2) Compared to other RPG's, the amount of set up time as a player or a DM is pretty small (this is less true of 3rd than it was of 1st but its still true). Simply put, a DM can put less work into a D20 adventure of a certain complexity than he puts into a GURP/MERPS/RM adventure of the same complexity. This is alot of the reason I switched from GURPS back to D&D.
3) The game tends to play faster, which each player's turn coming hard upon the other players rather than long delays as actions are resolved. Forcing players to wait around is just bad for the game, as I find your average RPG player only has about a 20 sec attention span.
4) Compared to point buy games, its much easier to balance the game and create appropriate challenges for a party (this is less true if you allow alot of PrC's and feats into the game but still true).
5) Better adventure and campaign support than any other game out there which means a good game is always available to you with almost no startup time.
6) For the most part, the D20 rules are extremely solid.
 

Agree with most everything so far.

Alignments are tough because it really comes down to the "setting" and the DM. Some settings (like Dark Sun) don't really have black and white alignments. But as long as everyone in the game has the same "understanding" up front it all works out well.

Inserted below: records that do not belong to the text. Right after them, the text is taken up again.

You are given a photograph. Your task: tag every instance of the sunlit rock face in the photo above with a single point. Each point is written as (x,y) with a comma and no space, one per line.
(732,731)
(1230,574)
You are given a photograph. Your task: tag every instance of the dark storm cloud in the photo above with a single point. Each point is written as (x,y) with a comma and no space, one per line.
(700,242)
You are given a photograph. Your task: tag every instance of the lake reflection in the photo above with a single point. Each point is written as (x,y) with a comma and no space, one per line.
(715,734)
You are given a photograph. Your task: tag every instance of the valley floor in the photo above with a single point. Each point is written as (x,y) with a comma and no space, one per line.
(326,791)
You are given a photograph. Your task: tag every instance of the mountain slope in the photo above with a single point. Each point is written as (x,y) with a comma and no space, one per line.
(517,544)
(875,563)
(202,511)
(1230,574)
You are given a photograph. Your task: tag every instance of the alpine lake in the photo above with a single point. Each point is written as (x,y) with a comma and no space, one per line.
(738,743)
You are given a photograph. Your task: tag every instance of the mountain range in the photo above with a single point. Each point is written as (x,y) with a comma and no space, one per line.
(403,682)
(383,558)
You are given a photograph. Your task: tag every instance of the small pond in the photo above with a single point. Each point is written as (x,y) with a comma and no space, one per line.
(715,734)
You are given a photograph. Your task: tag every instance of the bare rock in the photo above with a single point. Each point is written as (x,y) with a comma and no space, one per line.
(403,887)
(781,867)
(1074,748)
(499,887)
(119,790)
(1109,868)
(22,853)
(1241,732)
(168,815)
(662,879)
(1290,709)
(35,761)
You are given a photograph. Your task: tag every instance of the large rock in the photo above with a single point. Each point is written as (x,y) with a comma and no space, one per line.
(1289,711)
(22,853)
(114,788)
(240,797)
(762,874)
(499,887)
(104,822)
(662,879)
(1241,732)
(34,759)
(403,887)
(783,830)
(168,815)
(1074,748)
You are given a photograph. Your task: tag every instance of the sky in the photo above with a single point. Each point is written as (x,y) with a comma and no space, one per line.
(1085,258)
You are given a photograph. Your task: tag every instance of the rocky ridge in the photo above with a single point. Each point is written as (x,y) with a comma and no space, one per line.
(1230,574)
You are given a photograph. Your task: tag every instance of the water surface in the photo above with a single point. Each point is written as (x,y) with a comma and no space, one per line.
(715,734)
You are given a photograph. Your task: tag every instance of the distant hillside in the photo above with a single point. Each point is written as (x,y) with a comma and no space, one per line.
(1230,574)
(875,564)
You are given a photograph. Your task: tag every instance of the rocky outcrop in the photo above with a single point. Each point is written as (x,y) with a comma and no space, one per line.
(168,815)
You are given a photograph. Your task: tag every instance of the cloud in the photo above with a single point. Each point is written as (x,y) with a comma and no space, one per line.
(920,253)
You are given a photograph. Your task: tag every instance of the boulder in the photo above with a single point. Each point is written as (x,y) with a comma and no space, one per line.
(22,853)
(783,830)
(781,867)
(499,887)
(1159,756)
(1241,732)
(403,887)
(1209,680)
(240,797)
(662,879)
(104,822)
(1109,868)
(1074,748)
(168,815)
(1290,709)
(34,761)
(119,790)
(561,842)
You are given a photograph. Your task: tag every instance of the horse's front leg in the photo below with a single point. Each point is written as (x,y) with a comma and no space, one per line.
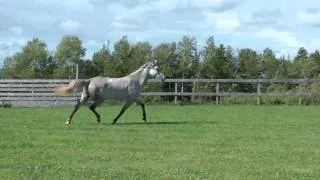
(141,104)
(93,109)
(124,108)
(76,107)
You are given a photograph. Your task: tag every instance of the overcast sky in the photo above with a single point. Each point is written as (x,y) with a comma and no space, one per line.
(283,25)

Magic, I generally like the Vancian magic system, but a system with augmentations (like psionics have) would probably work out much smoother, IMO.
 

Levels
Classes (and Prestige Classes)
AC and HP's
D20 Mechanics in general
Feats and Skills (although I prefer Iron Heroes skill groups)

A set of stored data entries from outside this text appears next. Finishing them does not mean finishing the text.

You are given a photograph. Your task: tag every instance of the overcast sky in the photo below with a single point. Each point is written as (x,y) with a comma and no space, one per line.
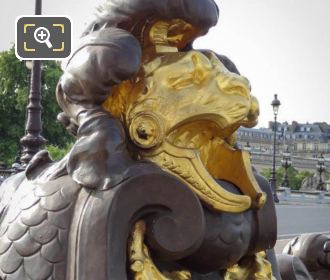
(281,46)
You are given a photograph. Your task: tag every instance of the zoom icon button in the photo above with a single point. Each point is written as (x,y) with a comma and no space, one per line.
(43,37)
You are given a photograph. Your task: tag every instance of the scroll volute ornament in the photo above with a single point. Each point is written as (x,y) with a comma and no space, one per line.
(147,130)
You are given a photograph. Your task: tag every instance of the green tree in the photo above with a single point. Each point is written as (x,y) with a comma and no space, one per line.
(13,100)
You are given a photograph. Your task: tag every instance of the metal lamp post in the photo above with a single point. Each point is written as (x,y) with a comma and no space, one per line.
(286,163)
(276,105)
(33,141)
(320,167)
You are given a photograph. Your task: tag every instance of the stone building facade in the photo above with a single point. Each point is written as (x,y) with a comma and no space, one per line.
(302,139)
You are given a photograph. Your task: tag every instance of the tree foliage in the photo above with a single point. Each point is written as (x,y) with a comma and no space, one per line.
(13,100)
(295,177)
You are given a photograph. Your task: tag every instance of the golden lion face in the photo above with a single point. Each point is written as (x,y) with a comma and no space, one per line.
(183,88)
(181,112)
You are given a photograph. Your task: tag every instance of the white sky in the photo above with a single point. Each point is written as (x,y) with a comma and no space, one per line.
(281,46)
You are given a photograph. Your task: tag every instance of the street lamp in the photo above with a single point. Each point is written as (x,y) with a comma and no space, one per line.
(286,163)
(247,147)
(33,141)
(320,167)
(276,105)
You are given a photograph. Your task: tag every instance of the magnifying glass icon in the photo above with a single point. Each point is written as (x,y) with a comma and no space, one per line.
(42,35)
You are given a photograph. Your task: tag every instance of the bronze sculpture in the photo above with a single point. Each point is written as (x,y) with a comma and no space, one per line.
(154,187)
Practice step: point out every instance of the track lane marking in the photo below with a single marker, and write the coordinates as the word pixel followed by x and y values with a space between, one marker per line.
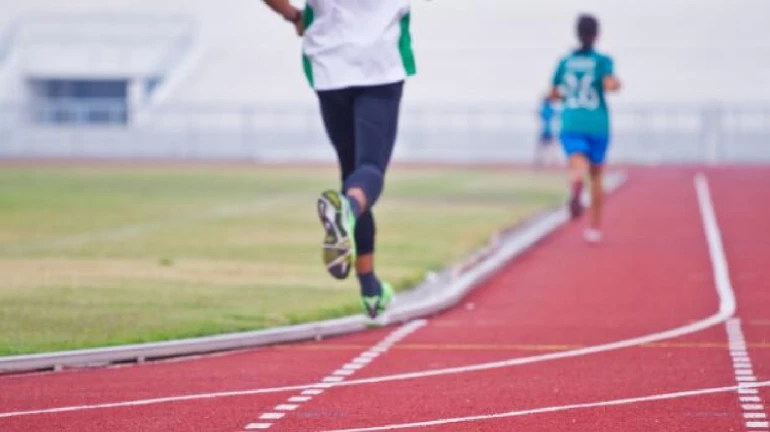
pixel 726 310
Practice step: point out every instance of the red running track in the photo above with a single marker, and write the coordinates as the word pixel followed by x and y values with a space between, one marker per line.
pixel 653 273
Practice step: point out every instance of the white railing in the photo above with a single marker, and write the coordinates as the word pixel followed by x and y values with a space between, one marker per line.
pixel 643 133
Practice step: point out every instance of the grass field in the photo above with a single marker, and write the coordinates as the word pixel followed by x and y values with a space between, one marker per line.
pixel 101 255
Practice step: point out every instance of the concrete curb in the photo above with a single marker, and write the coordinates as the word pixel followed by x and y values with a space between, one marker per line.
pixel 442 291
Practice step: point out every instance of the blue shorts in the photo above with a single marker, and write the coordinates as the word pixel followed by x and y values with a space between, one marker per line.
pixel 594 147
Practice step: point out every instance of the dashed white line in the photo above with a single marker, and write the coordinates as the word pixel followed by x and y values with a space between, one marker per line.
pixel 726 310
pixel 339 375
pixel 615 402
pixel 744 374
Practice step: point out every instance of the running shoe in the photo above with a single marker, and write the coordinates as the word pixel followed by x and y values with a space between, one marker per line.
pixel 339 222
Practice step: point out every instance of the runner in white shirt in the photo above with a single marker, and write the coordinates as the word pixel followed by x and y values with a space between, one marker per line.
pixel 356 56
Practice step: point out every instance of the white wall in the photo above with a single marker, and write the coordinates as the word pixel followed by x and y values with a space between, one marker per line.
pixel 485 50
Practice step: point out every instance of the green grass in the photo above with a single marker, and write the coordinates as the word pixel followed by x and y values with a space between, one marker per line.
pixel 105 255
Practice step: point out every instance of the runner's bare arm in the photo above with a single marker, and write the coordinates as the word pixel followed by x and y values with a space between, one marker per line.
pixel 288 12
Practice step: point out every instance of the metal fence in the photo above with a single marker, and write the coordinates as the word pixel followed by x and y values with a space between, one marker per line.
pixel 642 133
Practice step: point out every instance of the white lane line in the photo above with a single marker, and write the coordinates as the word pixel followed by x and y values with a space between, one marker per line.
pixel 332 379
pixel 286 407
pixel 294 402
pixel 615 402
pixel 299 399
pixel 744 374
pixel 726 309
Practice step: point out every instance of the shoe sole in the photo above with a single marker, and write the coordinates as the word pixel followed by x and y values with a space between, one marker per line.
pixel 337 246
pixel 380 306
pixel 575 208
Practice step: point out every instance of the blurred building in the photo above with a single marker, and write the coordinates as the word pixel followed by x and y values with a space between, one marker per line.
pixel 94 68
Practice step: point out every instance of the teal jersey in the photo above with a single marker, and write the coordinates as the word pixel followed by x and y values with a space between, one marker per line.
pixel 580 78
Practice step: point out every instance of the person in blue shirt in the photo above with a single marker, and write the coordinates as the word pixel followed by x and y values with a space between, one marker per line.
pixel 547 113
pixel 581 81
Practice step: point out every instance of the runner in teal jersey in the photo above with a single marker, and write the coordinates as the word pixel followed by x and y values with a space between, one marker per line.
pixel 581 81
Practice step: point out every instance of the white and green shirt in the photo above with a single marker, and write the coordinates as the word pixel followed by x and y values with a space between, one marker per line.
pixel 357 43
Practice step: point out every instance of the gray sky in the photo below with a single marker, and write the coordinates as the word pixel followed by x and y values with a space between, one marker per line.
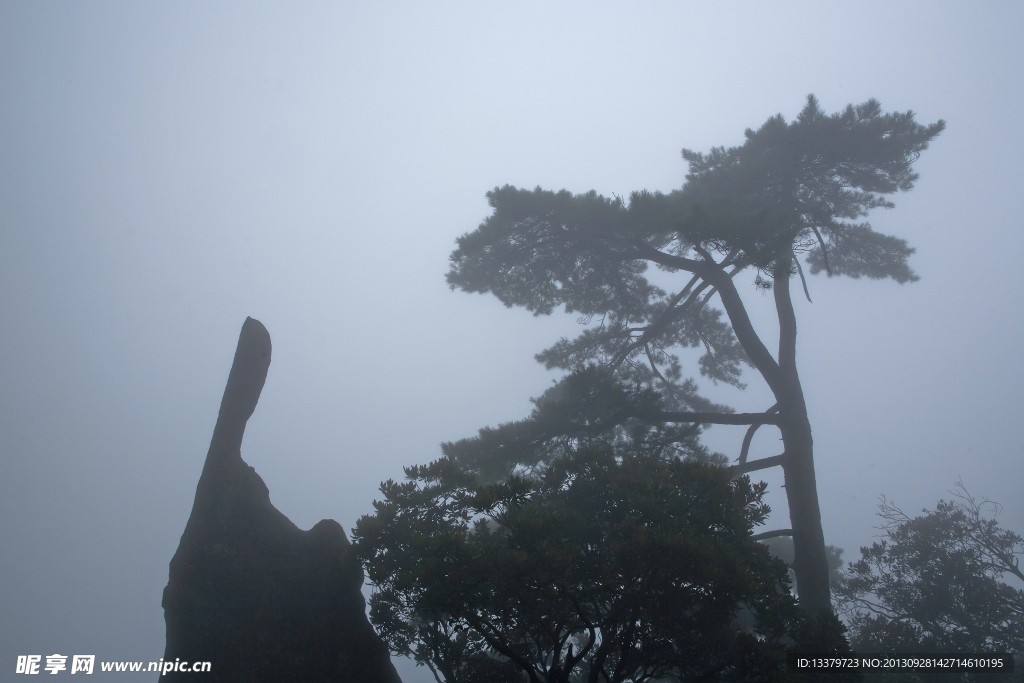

EDIT: I don't particularly like Alignments, but I can live with 'em.
 

Basically everything Quasqueton mentioned, plus

The universality of it.

I like being able to say to a potential player, "I run D&D. There are a bunch of house rules, but basically it is D&D" and they would be able to know what I basically mean.
 

The vast sea of pre-written adventures. I'm an adventure junkie, and no game comes even close to D&D when it comes to the number of available modules.
 


Everything that has been mentioned so far, and what I regard as the most important...the support, either from WoTC, Paizo, or a d20 publisher cannot be matched by another game.